For three by three matrices, the determinate becomes more complicated. If you were to manipulate a three equation system for each variables, you would find that there is a solution if $a_{11}a_{22}a_{33} - a_{11}a_{23}a_{32} - a_{12}a_{21}a_{33} + a_{12}a_{23}a_{31} + a_{13}a_{21}a_{32} - a_{13}a_{22}a_{31} \ne 0$.

This is hard to remember if we write it in this format, however there is a trick to make this formula more approachable. We can apply the definition of a two by two matrix to take the determinate of parts of the three by three matrix. If we do this, the definition of the determinate will be as follows.

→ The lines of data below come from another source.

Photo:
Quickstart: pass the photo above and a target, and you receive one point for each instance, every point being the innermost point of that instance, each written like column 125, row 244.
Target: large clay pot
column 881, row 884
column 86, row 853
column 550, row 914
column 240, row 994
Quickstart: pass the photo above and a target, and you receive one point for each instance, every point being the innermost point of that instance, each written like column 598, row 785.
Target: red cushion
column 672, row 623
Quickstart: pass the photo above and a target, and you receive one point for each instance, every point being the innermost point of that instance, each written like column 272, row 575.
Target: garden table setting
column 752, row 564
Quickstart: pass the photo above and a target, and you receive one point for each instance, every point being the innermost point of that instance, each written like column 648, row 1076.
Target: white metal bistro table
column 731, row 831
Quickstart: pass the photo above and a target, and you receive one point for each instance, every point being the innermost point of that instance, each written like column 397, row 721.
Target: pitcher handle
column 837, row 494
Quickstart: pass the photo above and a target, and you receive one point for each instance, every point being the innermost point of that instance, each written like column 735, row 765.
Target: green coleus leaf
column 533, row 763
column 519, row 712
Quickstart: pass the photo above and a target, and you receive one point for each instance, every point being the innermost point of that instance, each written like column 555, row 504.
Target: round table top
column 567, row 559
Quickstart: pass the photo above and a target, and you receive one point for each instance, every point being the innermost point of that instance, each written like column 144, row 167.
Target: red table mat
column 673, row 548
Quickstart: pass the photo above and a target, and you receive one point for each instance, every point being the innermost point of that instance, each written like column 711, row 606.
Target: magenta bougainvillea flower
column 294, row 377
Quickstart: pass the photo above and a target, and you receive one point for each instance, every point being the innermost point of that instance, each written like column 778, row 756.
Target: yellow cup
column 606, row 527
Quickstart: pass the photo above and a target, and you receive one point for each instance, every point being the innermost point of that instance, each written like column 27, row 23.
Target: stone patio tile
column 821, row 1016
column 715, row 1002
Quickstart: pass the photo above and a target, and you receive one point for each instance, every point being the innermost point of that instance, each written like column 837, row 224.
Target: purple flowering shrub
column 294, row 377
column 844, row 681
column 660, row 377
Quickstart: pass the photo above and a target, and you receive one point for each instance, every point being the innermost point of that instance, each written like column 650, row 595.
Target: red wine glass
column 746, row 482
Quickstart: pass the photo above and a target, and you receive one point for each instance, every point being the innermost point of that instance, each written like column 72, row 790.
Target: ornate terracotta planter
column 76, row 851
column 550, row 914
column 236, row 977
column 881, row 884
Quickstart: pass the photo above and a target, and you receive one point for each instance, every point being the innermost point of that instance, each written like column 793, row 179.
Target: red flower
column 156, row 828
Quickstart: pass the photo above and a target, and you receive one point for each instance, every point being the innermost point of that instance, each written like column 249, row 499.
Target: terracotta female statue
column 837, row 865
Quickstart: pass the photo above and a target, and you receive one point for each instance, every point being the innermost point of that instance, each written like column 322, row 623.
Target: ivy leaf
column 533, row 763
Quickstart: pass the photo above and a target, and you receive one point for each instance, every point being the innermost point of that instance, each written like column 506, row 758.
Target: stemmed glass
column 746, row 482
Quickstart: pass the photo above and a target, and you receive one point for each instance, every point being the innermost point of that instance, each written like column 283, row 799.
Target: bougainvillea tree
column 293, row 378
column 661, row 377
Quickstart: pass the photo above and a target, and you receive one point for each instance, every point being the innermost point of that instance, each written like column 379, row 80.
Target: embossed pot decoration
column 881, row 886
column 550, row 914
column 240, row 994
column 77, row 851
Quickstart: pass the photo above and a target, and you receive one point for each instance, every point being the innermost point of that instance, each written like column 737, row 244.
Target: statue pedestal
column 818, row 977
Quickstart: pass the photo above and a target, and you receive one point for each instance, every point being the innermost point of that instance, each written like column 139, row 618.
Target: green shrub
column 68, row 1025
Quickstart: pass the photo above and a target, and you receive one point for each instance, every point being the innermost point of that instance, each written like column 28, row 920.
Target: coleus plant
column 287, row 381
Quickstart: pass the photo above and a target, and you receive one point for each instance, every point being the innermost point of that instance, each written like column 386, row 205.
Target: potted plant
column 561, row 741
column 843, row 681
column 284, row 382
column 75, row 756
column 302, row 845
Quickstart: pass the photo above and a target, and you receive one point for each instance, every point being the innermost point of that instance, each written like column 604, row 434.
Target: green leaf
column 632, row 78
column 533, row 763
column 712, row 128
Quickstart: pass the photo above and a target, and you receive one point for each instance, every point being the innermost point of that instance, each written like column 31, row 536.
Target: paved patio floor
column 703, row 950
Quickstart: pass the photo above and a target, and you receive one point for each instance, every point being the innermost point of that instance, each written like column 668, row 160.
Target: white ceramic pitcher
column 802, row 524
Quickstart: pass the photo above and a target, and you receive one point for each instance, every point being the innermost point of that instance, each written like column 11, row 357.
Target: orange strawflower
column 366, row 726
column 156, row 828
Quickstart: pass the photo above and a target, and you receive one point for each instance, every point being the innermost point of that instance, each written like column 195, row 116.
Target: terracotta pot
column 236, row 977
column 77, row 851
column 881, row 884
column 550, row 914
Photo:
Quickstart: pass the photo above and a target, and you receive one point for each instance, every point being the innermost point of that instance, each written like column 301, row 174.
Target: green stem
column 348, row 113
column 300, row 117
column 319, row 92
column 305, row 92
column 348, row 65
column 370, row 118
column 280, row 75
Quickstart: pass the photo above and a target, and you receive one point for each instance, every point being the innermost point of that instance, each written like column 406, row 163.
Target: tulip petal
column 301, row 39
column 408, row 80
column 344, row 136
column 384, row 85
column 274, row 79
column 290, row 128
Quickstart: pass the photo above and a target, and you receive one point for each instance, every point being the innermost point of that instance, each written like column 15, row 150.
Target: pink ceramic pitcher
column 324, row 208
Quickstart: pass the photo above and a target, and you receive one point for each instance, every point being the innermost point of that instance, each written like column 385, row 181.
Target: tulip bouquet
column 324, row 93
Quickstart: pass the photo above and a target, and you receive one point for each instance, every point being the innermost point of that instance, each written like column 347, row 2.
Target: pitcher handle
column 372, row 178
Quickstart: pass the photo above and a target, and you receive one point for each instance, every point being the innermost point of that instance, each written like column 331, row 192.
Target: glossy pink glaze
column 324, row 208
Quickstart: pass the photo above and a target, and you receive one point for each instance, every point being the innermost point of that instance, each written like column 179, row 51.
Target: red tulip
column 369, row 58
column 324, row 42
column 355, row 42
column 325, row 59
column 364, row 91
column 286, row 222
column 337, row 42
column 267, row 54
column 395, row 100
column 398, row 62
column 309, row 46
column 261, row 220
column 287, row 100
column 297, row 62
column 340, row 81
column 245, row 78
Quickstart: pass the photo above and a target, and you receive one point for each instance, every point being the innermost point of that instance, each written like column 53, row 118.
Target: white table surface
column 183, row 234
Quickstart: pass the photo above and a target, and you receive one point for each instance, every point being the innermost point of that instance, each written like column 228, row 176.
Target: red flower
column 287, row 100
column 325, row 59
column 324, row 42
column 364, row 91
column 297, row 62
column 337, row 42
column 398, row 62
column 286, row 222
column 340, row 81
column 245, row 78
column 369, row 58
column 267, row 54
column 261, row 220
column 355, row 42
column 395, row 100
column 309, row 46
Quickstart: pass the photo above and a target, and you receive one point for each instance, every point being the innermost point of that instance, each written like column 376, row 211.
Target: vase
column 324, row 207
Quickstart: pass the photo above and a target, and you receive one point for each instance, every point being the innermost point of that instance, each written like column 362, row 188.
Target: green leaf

$D = a_{11} * det(\left[\begin{array}{cc} a_{22} & a_{23} \\ a_{32} & a_{33} \end{array}\right]) - a_12 * det(\left[\begin{array}{cc} a_{21} & a_{23} \\ a_{31} & a_{33} \end{array}\right] + a_{13} * \left[\begin{array}{cc} a_{21} & a_{22} \\ a_{31} & a_{32} \end{array}\right]$

This definition is a little more approachable, as it requires less memorization to be able to use. We can even further simplify it using the concept of a cofactor. Let $A(i,j)$ be a two by two submatrix, obtained by removing row i and column j from the matrix A. The cofactor of a matrix is $C_{ij} = (-1)^{(i+j)} * det(A(i,j))$

Using this definition, we can redefine our determinate formula one last time to be: $det(A) = a_{11}C_{11} + a_{12}C_{12} + a_{13}C_{13}$. This formula is much easier to remember and will be the one we use for the remainder of the section.

**Example:
**Find the determinate of $\left[\begin{array}{cc} 4 & -1
& 1 \\ 2 & 3 & 5 \\ 1 & 0 & 6 \end{array}\right]$

$det(A) = a_{11}C_{11} + a_{12}C_{12} +
a_{13}C_{13}$

$= 4* \left[\begin{array}{cc} 3 & 5 \\ 0 & 6 \end{array}\right] - (-1) *
\left[\begin{array}{cc} 2 & 5 \\ 1 & 6 \end{array}\right] + (1) \left[\begin{array}{cc} 2
& 3 \\ 1 & 0 \end{array}\right]$

$= 4 * (3)(6) - (0) (5) - (-1)(12) - 5 + (1) (0 - 3)$

$= 4 * 18 + 7 + 2 = 76$

We can generalize the definition of determinates for n by n matrices. Doing this ends up in a situation where you need to recursively apply the determinate definition until you reach the two by two matrices of the matrix you start with. For instance, a four by four matrix will involve you finding all the three by three matrix determinates which in turn requires you to find all the two by two matrix determinates. Once you reach two by two, you can apply the determinate and get an answer.

**Theorem:
**If one row or column of an n by n matrix contains
only zeros, then det(A) = 0

If we expand on cofactors, it is clear to see that each determinate or cofactor will result in 0, causing the determinate to be equal to zero as well.

**Theorem:
**If a matrix is lower triangular, or upper
triangular, then det(A) is equal to the product of the diagonal entries.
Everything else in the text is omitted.